The only way you can change it is to stop enabling his behaviour. To leave him and tell him why. Tell him that he has a family waiting for him but he can't have them until he has stopped drinking totally forever. He has to choose you and your kids over alcohol. You can't do it for him.

I badly wish we had done that with my dad. We might have saved him.

Sparkletop · 15/04/2018 19:02

Thanks 101 and nottheford,, it is helpful to hear about people that have been in that situation. The people who know about my situation in RL - including a friend who is recovering AA attending alcoholic don't think the situation is that clear cut, I fear it is. I may contact al-anon it sounds like it might help.

OP posts:
SusieQwhereareyou · 15/04/2018 19:35

Hi OP. I was married to an alcoholic, and much of your post is very familiar to me. We are now separated and like you for many years I wrestled with the same dilemma about splitting up the family unit, which functioned relatively normally and the consequences of ending it. I knew that if we split up the chances were that his drinking would escalate, and that I would be responsible for making him worse by selfishly withdrawing my help and support. This is exactly what happened, because alcoholics love a reason to drink and I gave him a great one. Of course he was drinking, he was unhappy because his wife had left him. However you have to get to the point where you realise that you are not responsible for that. It is not your job to maintain his acceptable level of alcoholism. I also had to realise that although I was spending hours thinking about him, the drinking, the issues splitting up would cause, my fears about his drinking escalating, how I could manage the current status quo - he wasn’t thinking about it at all.
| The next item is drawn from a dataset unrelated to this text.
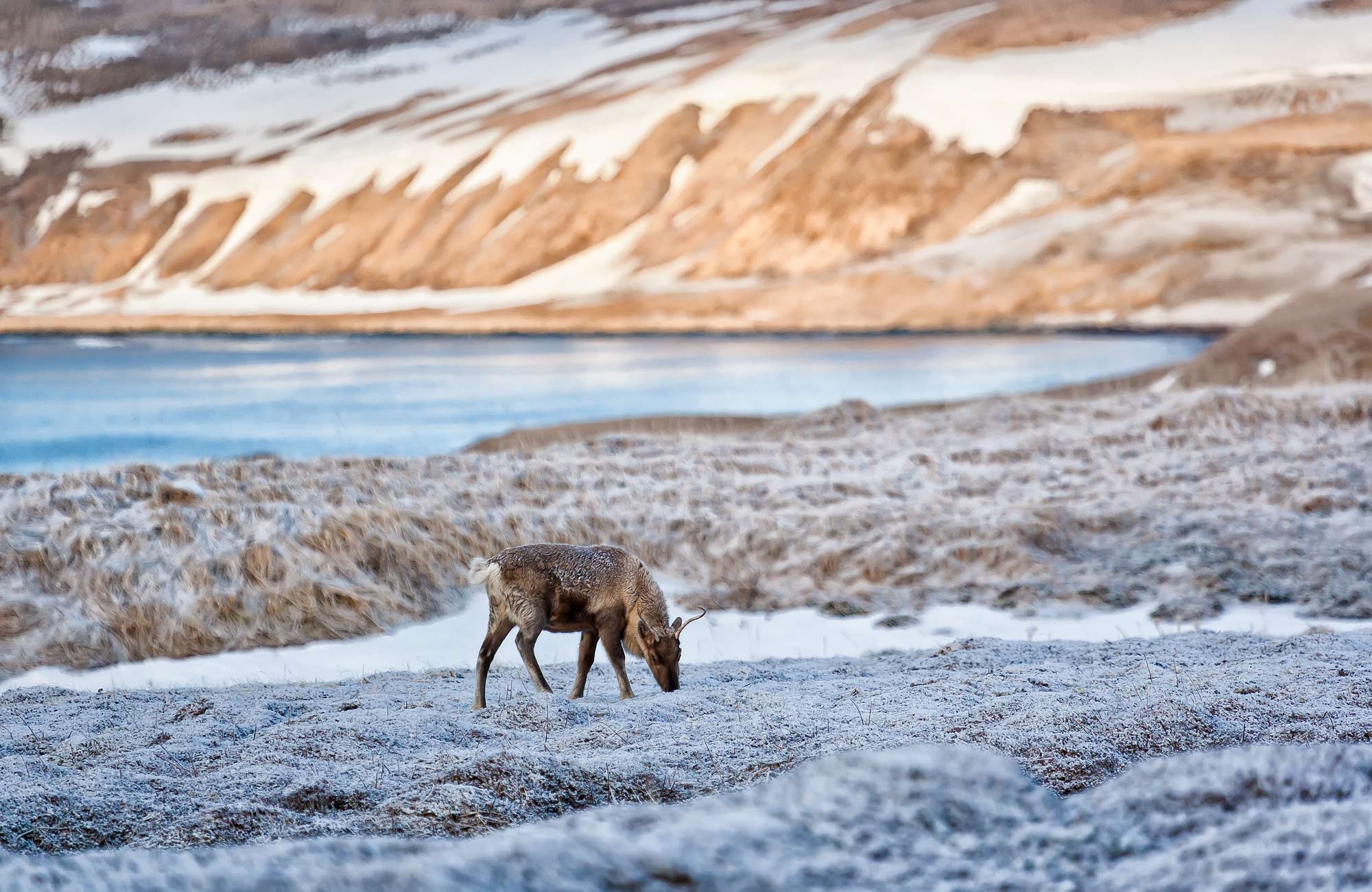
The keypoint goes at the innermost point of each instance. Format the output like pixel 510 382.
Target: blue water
pixel 75 402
No one was thinking about me or how I was being affected. He would pay lip service to the idea when it suited him but he wasn’t spending hours worrying about the impact his drinking was having on my mental health or on our children. You are agonising about improving your relationship but your husband isn’t and he is the only one that actually can.

Sparkletop · 15/04/2018 20:32

Ha SusieQ, thats a very good point - of all the mental load I carry that's one of the biggest. And I am going to explicitly give it back to him, whilst also doing the above.

I don't think I'm worried about him particularly, more what effect him imploding and kids having effectively no Dad would do to them. (I get the damage having an emotionally unavailable parent now does!).

OP posts:
lifebegins50 · 15/04/2018 23:48

Great advice here.Is his health ok and would he see a GP to assess the damage alcohol is causing?

Reality is alcoholics won't quit as alcohol and their life is so intertwined.